The first new fragrance from Chanel in 15 years is a shout-out to strong-willed women everywhere, and a tribute to the house’s eponymous founder, who remains a poster girl of feminine empowerment. Goh Yee Huay discovers more in Paris.
Ask anyone what Chanel’s first name is and there’s a good chance the reflexive answer would be “Coco”. Not many automatically recall the name given to her at birth: Gabrielle.
The greater prominence of her nickname reflects how Chanel’s glamorous public persona and fashion milestones have captured the limelight . But for a woman who created so many sartorial icons – the little black dress, the tweed jacket, the 2.55 bag, just to name a few – the real Chanel remains something of a mystery.
The daughter of a washerwoman and a travelling street vendor, Gabrielle Bonheur Chanel’s mother died when she was 12. Unable to care for his five children, her father sent Chanel and her two sisters to a convent home for abandoned and orphaned girls. There, she learnt to sew.
After leaving the convent at 18, she worked as a seamstress while moonlighting as a singer in a club. During this period, she acquired the nickname “Coco”, most likely based on two popular songs she often sang. A few years later, she met the rich textile heir, Etienne Balsan, and at 23, became his mistress.

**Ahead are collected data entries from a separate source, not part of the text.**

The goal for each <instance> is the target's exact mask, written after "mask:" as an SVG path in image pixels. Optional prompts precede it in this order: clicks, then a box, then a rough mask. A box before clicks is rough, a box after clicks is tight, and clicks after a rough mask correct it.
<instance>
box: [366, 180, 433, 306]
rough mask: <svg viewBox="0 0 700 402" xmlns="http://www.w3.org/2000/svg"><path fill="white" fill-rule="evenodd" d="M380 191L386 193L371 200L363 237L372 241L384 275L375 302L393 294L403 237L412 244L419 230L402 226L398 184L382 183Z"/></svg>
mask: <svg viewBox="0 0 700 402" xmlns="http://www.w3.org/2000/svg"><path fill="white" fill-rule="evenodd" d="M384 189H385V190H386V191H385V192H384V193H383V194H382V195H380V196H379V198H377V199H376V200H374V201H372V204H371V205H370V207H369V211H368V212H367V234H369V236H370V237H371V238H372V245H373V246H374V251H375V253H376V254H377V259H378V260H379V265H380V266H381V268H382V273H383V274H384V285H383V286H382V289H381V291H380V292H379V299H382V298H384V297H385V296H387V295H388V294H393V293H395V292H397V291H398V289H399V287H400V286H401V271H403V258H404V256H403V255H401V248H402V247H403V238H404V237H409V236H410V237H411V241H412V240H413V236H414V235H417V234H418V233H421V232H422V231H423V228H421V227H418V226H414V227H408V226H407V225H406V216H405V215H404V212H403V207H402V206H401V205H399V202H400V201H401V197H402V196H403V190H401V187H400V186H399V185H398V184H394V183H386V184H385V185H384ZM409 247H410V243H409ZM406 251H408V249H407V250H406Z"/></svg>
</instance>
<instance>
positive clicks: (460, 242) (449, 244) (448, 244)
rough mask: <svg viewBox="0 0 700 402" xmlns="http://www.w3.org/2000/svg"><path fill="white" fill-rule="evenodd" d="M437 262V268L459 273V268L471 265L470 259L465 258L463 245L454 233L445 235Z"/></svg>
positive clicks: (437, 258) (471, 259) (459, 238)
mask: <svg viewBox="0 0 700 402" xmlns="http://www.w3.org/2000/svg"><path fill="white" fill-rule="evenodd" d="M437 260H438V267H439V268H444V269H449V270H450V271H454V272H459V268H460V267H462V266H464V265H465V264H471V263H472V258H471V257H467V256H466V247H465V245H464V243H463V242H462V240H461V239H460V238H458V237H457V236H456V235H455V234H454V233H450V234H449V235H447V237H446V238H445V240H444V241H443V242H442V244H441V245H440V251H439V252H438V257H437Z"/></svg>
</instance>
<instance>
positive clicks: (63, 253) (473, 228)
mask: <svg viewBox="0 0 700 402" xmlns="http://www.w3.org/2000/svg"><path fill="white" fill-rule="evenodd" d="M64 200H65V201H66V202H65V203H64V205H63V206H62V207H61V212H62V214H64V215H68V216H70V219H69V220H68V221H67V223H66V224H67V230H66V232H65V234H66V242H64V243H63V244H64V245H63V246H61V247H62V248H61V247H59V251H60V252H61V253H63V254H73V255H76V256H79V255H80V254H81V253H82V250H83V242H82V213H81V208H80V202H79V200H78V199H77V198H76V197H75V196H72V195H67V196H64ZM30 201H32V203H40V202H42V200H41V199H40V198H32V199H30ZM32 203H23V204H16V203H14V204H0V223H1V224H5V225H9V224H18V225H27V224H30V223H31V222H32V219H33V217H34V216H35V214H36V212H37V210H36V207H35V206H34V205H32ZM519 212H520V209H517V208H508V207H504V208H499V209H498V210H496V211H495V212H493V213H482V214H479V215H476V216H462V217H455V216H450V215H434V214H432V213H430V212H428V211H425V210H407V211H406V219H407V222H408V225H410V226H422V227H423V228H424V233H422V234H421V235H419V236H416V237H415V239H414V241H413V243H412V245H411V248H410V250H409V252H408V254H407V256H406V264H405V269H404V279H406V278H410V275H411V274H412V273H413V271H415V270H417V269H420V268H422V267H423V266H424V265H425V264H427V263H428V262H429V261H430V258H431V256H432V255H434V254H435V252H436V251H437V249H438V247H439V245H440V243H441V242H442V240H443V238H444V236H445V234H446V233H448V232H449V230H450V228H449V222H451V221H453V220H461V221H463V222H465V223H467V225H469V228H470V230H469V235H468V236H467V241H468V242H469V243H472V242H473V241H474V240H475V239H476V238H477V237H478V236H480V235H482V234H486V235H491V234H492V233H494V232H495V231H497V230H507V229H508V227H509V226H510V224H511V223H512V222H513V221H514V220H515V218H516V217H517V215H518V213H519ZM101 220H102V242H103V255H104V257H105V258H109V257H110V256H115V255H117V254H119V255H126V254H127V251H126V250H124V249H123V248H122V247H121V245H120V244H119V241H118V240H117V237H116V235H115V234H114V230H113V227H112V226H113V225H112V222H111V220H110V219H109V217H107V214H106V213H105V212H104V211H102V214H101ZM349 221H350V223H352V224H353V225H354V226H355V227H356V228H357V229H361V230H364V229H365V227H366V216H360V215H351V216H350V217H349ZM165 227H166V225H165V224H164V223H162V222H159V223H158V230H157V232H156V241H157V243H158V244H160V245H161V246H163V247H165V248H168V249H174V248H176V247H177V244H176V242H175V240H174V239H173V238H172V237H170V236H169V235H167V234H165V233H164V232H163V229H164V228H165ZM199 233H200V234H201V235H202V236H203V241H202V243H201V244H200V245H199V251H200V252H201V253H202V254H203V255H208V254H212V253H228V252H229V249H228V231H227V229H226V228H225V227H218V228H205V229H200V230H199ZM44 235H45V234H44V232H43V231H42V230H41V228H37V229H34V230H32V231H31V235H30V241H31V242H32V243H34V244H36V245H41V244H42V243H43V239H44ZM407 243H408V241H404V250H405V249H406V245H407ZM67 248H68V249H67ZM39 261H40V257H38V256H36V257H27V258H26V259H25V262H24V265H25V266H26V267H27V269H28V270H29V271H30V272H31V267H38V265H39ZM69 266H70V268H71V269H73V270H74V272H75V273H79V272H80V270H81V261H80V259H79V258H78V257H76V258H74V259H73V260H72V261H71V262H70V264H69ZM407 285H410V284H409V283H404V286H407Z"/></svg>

Other prominent lovers followed over the next two decades, many of them members of the European aristocracy. They included Arthur Edward “Boy” Capel, whom Chanel called the love of her life and whose early death from a car accident she never got over; Grand Duke Dmitri Pavlovich, a first cousin of Russia’s last tsar, Nicholas II; and the fabulously rich Duke of Westminster. It was even alleged that she had a brief romance with the then Prince of Wales, who would later be crowned Edward VIII.